Elbette ki bu tür aplik işlemeler, ucuz anacadde giyiminden uzaktı. Ancak, kaygan kumaşlı kısa veya uzun elbiseler güllü süslemeleriyle çok genel duruyordu.
Fotoğraf: Indigital
Göz motifi ve gümüş gladyatör sandalları Manish’in tarzını, sokak tarzına yakınlaştırmış. Defilenin sonuna doğru gördüğüm renkli göz desenli sade elbiseleri beğendim. Ama, Hint tanrılarının olduğu sweatshirt’ler de dahil birçok elbise, o eski sneaker’lar gibi özünde Hintli ama kültürel olarak küresel değildi.
LEONARD: DOĞUNUN CAZİBESİ
Leonard, narin ve muhteşem çiçek baskılarıyla bilinen bir Fransız şirketi. Sembolü, orkide.
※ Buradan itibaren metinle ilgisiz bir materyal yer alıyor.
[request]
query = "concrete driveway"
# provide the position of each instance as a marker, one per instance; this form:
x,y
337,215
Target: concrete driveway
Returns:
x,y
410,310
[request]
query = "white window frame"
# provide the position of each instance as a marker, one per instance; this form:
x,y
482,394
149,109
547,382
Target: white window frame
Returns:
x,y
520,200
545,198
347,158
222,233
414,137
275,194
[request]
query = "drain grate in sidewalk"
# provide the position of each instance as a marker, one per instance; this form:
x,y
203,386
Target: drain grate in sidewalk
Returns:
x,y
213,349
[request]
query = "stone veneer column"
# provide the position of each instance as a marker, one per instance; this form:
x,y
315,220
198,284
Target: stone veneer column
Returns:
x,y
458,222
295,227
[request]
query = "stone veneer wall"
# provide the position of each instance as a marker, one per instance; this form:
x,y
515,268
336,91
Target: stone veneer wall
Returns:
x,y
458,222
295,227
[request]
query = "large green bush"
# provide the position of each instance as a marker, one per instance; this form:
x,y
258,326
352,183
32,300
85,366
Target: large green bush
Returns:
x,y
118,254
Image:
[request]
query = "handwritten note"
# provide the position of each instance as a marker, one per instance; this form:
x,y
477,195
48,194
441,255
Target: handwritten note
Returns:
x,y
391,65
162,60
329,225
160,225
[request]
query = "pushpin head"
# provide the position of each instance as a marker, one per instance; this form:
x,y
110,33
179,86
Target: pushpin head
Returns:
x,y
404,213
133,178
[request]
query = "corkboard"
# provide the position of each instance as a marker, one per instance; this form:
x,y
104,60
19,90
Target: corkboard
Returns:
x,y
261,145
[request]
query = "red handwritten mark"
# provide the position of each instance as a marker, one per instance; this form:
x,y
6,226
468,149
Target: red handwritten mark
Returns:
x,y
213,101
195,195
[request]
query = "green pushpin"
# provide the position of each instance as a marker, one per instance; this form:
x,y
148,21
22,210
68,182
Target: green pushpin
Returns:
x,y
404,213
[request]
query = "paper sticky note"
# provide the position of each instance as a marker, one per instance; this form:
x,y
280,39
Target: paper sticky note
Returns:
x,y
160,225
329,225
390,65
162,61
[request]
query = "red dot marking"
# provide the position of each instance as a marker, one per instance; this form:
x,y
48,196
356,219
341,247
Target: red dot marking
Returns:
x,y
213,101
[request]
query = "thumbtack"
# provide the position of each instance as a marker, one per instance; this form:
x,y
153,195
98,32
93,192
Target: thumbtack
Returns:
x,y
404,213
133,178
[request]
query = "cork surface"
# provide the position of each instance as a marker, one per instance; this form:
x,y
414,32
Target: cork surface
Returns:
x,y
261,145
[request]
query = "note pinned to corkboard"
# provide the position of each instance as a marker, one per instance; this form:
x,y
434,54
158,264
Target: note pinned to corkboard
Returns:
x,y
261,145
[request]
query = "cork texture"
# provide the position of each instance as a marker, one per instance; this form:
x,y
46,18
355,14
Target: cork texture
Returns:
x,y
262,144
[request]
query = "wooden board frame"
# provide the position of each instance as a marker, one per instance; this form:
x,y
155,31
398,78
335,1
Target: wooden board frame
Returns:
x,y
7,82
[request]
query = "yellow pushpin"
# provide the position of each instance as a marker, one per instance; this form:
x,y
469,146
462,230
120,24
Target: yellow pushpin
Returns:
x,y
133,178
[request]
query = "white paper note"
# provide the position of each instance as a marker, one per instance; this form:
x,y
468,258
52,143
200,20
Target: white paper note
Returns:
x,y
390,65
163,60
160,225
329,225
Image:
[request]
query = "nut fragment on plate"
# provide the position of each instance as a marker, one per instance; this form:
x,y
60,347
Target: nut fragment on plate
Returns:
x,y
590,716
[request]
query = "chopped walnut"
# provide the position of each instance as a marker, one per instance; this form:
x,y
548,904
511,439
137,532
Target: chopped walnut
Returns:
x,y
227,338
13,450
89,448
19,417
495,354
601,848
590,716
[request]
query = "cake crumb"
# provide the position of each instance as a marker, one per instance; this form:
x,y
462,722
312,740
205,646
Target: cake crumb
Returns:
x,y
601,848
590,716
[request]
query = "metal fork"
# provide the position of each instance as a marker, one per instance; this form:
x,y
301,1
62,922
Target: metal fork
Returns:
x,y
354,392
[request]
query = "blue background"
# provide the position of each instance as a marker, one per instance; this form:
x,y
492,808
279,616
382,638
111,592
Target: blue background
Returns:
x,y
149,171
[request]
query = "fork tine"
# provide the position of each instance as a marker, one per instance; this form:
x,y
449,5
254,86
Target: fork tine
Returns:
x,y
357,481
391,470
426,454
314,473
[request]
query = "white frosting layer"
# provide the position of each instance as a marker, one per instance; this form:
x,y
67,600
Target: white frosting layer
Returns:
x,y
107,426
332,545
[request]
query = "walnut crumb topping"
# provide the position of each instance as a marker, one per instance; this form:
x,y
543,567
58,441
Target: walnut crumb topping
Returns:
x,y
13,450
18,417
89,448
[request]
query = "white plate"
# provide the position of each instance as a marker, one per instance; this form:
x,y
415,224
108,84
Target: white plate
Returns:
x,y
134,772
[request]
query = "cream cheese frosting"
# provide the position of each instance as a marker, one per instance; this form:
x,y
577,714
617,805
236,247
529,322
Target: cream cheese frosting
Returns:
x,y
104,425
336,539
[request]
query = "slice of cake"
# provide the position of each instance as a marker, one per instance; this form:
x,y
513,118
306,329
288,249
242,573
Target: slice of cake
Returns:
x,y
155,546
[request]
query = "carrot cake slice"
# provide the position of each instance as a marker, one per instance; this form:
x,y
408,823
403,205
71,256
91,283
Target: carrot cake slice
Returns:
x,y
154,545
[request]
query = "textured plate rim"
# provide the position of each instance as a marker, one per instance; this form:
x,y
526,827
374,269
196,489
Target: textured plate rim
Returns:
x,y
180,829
Şirket, 50 yıllık yaratıcılığını, büyük bir takipçi kitlesinin olduğu Asya ülkelerinden birinde, Tokyo’da kutluyor.
Fotoğraf: Indigital
Bu aile markasının başındaki isim Daniel Tribouillard birçok yetenekli insanla çalışıyor. Ancak en son, Paris’te yetişmiş ve moda hayatını orada yürüten Çinli bir tasarımcı olan Yiqing Yin ile çalışmaya karar verdi.
Baskı tekniğinin moda dünyası tarafından reddildiği yıllarda da sonrasında dijital baskıların patlama yaptığı yıllarda da Leonard kendi sistemine sadık bir şekilde çalışmayı sürdürdü. Tasarımlarında elle çizilmiş ve boyanmış desenler kullandı. Binlerce desen şu anda markanın arşivlerinde depolanmış durumda.
Fotoğraf: Indigital
Peki, Yiqing Yin tasarımlarının çağdaş gözükmesi için ne yaptı? Markanın tarihinde ilk kez renkli kot kumaş kullandı. Tasarımlarına, işçi tulumu gibi, sportif şekiller verdi. Kot kumaş dışında hafif kumaşlar da kullanılmıştı ama onlar da kot kumaş gibi gözükecek bir etkiye sahipti.
Fotoğraf: Indigital
Günlük kıyafetler arasında, straplez bikini üstler veya orkide desenli kotlar vardı.
Fotoğraf: Indigital
Kot kumaşlar arasında da görülebilir bir fark vardı. Tasarımlar, şirin yaz kıyafetleri ile şiirsellik arasında gidip geliyordu.
Ancak Leonard, Doğu’dan getirdiği yeni bir çiçeği toprağa ekerek ellisinde yeni bir hayata başlamış gibi gözüküyor ve bu çok hoşuma gitti.